I think it's reasonable to be aware of the limits within which an author's mind -- and imagination -- may work. Doesn't necessarily make him "faulty." Just ... good to know. Especially for any fans who might wish to copy his attitudes.

Agree that we should notice and note.

Also agree that except as satire any author taking this approach now should be called out and reproached.

My only thought is we should also recognize that Heinlein is taking what is an almost progressive for his time approach. Many authors of the time would only have had women as objects and homosexuals as perverts.

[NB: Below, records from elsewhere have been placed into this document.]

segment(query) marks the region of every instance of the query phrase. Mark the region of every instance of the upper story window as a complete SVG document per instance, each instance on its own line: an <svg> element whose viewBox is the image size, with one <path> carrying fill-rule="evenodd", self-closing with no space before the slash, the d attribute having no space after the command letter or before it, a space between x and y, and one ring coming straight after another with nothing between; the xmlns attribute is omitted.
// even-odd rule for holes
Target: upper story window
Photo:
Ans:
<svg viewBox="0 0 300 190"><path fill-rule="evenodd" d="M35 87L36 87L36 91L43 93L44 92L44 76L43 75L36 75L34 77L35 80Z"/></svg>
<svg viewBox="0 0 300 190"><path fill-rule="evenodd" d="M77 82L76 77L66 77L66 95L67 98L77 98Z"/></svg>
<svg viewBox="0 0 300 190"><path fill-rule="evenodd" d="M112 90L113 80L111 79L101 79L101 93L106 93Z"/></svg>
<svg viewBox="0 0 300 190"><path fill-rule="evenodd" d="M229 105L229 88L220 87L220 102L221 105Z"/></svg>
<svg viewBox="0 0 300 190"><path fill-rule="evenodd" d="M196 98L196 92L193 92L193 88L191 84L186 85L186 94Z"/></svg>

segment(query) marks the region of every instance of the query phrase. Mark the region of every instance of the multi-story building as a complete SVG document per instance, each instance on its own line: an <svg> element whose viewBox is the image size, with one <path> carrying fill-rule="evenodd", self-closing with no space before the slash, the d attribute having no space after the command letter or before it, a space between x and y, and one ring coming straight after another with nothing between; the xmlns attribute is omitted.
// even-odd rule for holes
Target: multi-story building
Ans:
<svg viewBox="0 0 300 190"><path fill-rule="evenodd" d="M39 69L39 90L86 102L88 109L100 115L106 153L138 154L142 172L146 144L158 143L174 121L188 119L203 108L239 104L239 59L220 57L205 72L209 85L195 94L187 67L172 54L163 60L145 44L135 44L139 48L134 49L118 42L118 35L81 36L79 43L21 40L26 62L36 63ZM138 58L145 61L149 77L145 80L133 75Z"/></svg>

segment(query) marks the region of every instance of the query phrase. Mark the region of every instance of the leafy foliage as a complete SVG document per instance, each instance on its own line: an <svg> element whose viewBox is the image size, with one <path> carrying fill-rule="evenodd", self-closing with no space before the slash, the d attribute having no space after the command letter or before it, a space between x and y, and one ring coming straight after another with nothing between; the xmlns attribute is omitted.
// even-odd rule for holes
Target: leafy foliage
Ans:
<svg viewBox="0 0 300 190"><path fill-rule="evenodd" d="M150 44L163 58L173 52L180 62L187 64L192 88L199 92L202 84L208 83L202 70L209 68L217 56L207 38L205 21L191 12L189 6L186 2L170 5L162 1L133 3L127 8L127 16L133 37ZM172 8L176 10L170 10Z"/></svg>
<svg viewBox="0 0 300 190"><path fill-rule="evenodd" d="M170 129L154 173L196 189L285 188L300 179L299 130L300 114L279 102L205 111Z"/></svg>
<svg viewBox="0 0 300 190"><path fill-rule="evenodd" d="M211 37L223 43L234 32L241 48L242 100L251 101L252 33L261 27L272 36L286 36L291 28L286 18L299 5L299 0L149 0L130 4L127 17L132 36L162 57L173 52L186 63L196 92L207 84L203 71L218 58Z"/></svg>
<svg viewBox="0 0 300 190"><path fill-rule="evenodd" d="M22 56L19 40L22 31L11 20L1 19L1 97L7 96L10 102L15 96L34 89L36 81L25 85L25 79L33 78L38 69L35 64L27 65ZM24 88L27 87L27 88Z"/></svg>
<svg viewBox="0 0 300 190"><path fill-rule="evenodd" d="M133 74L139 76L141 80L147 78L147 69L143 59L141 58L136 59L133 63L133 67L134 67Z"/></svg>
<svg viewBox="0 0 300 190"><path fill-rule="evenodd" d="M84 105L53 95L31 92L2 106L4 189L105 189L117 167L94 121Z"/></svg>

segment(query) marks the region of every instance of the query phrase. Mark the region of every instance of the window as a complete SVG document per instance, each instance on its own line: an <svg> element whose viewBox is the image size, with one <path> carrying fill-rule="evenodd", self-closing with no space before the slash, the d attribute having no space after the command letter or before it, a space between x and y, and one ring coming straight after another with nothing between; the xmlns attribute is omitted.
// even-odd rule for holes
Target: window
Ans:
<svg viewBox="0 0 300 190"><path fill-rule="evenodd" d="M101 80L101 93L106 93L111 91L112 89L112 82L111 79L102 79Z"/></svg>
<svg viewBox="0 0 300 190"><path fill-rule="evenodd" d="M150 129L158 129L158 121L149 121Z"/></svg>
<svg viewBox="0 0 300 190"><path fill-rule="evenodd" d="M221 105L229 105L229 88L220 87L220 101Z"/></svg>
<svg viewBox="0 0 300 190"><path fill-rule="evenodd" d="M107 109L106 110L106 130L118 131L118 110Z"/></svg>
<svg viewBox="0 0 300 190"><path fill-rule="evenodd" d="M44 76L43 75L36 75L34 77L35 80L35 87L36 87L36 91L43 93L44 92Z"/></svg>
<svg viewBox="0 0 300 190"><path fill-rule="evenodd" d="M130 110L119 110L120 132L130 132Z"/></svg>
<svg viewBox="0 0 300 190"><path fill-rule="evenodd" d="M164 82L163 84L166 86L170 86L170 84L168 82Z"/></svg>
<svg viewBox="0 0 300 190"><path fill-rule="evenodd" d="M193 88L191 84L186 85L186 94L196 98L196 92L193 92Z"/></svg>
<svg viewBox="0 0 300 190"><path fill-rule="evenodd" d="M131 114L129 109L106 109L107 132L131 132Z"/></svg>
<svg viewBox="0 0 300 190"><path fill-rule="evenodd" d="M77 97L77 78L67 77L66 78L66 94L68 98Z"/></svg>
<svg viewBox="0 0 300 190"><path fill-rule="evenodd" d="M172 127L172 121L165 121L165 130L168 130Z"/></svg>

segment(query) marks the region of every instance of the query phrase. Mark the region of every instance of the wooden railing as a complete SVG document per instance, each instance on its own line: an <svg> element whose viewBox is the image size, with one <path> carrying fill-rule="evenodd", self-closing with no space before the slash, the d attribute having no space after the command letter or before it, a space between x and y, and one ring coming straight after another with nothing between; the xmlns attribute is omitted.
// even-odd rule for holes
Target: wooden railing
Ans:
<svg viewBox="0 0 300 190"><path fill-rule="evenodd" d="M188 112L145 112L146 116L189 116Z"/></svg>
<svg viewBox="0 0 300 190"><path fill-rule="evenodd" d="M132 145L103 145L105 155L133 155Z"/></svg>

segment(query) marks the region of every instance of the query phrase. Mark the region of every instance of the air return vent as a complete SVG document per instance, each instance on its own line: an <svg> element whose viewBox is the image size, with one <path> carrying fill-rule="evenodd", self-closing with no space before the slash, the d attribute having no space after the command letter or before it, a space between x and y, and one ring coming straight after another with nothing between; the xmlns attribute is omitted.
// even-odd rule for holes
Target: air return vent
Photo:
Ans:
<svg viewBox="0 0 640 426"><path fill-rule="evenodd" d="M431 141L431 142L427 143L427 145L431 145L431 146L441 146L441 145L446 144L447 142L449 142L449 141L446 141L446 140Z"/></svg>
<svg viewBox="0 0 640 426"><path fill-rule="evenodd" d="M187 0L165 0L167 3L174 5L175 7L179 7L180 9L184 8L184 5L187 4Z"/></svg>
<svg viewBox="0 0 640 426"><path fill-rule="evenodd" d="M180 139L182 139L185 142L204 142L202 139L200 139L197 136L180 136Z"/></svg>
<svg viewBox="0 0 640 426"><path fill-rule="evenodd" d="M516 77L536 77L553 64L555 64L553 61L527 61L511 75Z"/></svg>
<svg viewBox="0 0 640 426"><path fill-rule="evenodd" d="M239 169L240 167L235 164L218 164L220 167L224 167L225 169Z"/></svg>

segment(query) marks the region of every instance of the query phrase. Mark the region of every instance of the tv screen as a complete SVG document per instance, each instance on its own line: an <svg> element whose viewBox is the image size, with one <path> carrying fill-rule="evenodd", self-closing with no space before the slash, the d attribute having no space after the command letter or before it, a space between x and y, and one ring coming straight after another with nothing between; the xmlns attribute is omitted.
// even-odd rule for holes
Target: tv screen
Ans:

Note my memory is not perfect but isn't there a sex scene between Mike and Jubal. There is at least one kiss which while he asks that it not be done again Jubal does not find problematic.
 
<snip> Note my memory is not perfect but isn't there a sex scene between Mike and Jubal. There is at least one kiss which while he asks that it not be done again Jubal does not find problematic.
An erotic kiss? Gosh, I'm pretty sure that did not appear in the 1961 edition. If it had been, I think my teenaged self would have noticed it in the mid-60s, when I read it for the first time. If only as a "well that's different" reaction.

I wouldn't be surprised if it appears in the 1991 edition, which restored the material cut in 1961.